In Morganton, in the 1830’s, Frankie Silver killed her husband, Charlie, with an axe blow to his neck. She claimed he was loading his gun to shoot her at the time. Charlie had a reputation of beating his wife. However, according to the Ballad of Frankie Silver, she killed him because she caught him cheating on her. The Court doesn’t tell us many of the facts of the case. It found no error in her trial and she was hanged for her husband’s death.

Ballads also tell of the murder of “Omie Wise” who was beaten to death by her boyfriend, John Lewis, in Randolph County. He threw her body in a river in Asheboro. I find no record of his appeal to our Supreme Court. That may be due to his confession of guilt in the case.

Little Sadie was killed by her beloved in Thomasville. He shot her and ran off to Jericho, North Carolina, before being caught. According to the ballad, he was sentenced to 41 years in prison for her death.
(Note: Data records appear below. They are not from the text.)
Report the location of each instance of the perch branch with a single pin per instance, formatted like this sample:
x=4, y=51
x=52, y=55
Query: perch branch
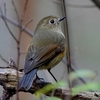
x=8, y=81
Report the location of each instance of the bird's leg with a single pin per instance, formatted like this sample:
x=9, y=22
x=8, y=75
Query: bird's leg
x=38, y=78
x=52, y=75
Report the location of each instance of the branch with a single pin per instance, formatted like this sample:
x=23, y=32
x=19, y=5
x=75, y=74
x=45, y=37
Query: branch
x=97, y=3
x=8, y=81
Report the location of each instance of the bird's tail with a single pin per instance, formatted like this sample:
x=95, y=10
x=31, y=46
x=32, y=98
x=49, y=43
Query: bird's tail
x=27, y=80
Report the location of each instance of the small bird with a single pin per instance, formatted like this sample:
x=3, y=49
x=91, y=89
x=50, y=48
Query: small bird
x=46, y=49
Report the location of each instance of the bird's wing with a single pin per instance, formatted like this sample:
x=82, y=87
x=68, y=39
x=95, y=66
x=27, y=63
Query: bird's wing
x=38, y=56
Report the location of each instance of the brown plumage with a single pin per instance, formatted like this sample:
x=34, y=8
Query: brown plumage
x=46, y=49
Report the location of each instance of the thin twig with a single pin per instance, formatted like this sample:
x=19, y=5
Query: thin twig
x=7, y=24
x=4, y=60
x=16, y=11
x=28, y=22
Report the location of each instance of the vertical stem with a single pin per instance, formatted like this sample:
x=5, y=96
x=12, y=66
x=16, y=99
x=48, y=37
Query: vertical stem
x=67, y=37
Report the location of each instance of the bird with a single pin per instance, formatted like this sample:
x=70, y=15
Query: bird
x=46, y=49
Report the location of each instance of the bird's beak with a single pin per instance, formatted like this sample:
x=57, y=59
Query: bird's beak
x=60, y=19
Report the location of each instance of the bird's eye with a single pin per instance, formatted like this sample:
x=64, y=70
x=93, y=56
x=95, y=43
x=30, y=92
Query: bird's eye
x=52, y=21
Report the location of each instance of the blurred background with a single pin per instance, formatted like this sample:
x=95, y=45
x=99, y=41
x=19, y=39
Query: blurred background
x=82, y=30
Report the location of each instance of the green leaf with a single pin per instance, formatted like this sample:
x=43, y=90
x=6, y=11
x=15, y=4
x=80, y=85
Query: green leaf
x=86, y=87
x=82, y=74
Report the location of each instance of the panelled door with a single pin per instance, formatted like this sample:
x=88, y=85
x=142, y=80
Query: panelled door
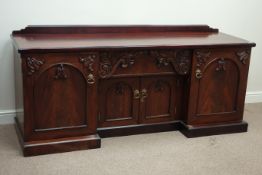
x=218, y=85
x=158, y=99
x=125, y=101
x=118, y=102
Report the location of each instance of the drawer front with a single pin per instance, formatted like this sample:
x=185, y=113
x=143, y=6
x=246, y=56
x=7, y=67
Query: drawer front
x=59, y=95
x=146, y=62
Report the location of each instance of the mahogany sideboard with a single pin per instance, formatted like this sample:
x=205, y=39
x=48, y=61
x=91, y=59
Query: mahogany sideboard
x=75, y=84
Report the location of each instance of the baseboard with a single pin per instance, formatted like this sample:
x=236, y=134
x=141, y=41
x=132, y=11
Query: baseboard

The existence of so many North Carolina murder ballads shouldn’t cause alarm. I don’t think we have more murderers than other states. We just have more ballad writers. And our courts apparently have done their jobs well as most of the killers confessed to their crimes before their executions. It’s probably a good idea, however, to be sure that your “significant other” doesn’t own a gun or a hatchet. Men named Johnnie or Charlie should probably avoid women named Frankie. Or maybe we should all heed the words of another old ballad and “stay single all the days of your life.”